1. A portable radio equipment, comprising:

a first receiving circuit that receives a first signal within a first frequency band;

a second receiving circuit that receives a second signal within a second frequency band;

a first antenna that is used for transmitting a third signal within said first frequency band, wherein a portion of said first antenna is housed within said portable radio equipment, and which becomes the shape of a rod when said first antenna is extended; and

a second antenna that is used for transmitting a fourth signal within said second frequency band, and arranged in a portion of said portable radio equipment.

2. The portable radio equipment as claimed in claim 1, further comprising:

a first matching circuit coupled to said first antenna; and

a second matching circuit coupled to said second antenna.

3. The portable radio equipment as claimed in claim 2, further comprising a switching circuit that switches between said first matching circuit and said second matching circuit.

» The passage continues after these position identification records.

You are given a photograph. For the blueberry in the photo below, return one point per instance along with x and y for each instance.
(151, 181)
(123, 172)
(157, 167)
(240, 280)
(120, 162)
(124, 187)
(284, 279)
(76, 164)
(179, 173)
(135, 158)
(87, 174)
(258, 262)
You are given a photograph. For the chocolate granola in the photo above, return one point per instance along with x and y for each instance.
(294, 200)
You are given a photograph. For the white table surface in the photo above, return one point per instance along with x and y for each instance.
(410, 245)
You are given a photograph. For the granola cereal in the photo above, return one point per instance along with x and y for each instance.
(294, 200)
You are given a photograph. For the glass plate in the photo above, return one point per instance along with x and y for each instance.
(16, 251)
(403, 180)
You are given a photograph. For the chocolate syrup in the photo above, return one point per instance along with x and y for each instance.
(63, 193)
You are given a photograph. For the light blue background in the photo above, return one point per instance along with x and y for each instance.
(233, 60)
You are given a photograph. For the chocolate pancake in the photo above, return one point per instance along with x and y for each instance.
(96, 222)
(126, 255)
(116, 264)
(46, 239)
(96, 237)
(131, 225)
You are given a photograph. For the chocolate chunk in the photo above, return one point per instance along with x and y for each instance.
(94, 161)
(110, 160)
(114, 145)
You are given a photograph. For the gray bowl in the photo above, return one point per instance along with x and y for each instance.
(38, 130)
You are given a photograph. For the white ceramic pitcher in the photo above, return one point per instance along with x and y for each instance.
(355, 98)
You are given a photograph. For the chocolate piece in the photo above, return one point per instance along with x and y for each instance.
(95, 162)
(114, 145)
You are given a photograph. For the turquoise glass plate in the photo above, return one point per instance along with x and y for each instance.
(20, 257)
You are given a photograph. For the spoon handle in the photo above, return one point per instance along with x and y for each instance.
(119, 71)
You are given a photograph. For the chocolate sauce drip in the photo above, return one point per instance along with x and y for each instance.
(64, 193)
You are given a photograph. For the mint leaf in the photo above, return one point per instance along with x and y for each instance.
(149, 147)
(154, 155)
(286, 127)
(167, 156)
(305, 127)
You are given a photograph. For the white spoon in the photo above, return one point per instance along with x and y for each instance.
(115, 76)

4. The portable radio equipment as claimed in claim 3, wherein said switching circuit is switched on the basis of a received signal.

5. The portable radio equipment as claimed in claim 4, wherein said first antenna is housed in the vicinity of an earphone in the body.

6. The portable radio equipment as claimed in claim 5, wherein said first matching circuit is also housed in the vicinity of an earphone in the body.

7. The portable radio equipment as claimed in claim 6, wherein said first antenna is a whip antenna.

8. The portable radio equipment as claimed in claim 2, wherein said second antenna is mounted inside said portable radio equipment itself.

9. The portable radio equipment as claimed in claim 8, wherein said second antenna is arranged in the vicinity of a microphone in said portable radio equipment.

10. The portable radio equipment as claimed in claim 9, wherein said second matching circuit is also arranged in the vicinity of said microphone in said portable radio equipment.

11. The portable radio equipment as claimed in claim 10, wherein second antenna is any one of a plane parallel antenna, a helical antenna, a microstrip-type, a loaded-type, a helical-type, an inverted-L-type, a top-loaded-type or a dielectric-coated-type antenna.

12. The portable radio equipment as claimed in claim 1, wherein said portable radio equipment is a portable telephone.

13. The portable radio equipment as claimed in claim 1, wherein said second frequency band is higher than said first frequency band.

14. The portable radio equipment as claimed in claim 2, wherein said second matching circuit has different matching characteristics from said first matching circuit.

15. The portable radio equipment as claimed in claim 3, further comprising a control circuit that controls said switching circuit.